Guilty plea in Missouri military gear case

Missouri Gov. Eric Greitens (R) may have withheld data from researchers showing the effectiveness of government-mandated military gear for communities, even though he promised not to, according to reports from investigative journalist Mother Jones and the Columbia Daily Tribune.

The various members of the Missouri National Guard “began adjusting their helmet filters and talking about testing the current sets” in 2016, the Trib reported. “Missouri Guard spokeswoman Sergeant Major Mary Davis told the Columbia newspaper that such discussion is not uncommon in the guard. ‘The state of Missouri has a zero tolerance for fraud, waste, abuse and all kinds of unethical behaviour in the Missouri National Guard, including this kind of thing.’”

While the Department of Defense prohibits purchases of military gear to low-level police forces, “It does not prohibit purchases of certain military equipment by police departments,” according to an FBI spokesperson.

“The National Guard didn’t want the data. They didn’t want to give the data. They wanted to protect the information,” The Columbia Daily Tribune’s Beth Curtsinger said on CNN. “In Missouri, these police departments in some ways have that same right.”

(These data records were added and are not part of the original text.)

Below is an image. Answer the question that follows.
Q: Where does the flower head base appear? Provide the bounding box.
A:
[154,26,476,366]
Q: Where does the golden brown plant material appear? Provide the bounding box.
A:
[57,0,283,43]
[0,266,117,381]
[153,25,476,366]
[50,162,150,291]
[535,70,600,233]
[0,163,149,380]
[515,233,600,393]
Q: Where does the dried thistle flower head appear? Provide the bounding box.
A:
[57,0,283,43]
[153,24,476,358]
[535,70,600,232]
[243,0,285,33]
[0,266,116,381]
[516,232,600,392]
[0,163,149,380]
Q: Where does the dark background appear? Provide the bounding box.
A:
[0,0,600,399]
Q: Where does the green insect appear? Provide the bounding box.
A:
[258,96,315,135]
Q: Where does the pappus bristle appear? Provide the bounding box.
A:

On Monday, Greitens released the following statement:

“Earlier this year, I proposed a bill to ban giveaways of our military equipment to local law enforcement agencies without an explicit state law already on the books that already protects the data,” the statement read. “Unfortunately, state Rep. Gail McCann Beatty’s legislation to do just that was drafted and presented as a completely new bill and never even read. Once news reporters began investigating the legislation, Rep. McCann Beatty decided to withdraw it. The initial version she wrote would have impeded efforts like the Missouri National Guard’s Public Works [and] Contracts Division from properly administering our existing state military contracts.”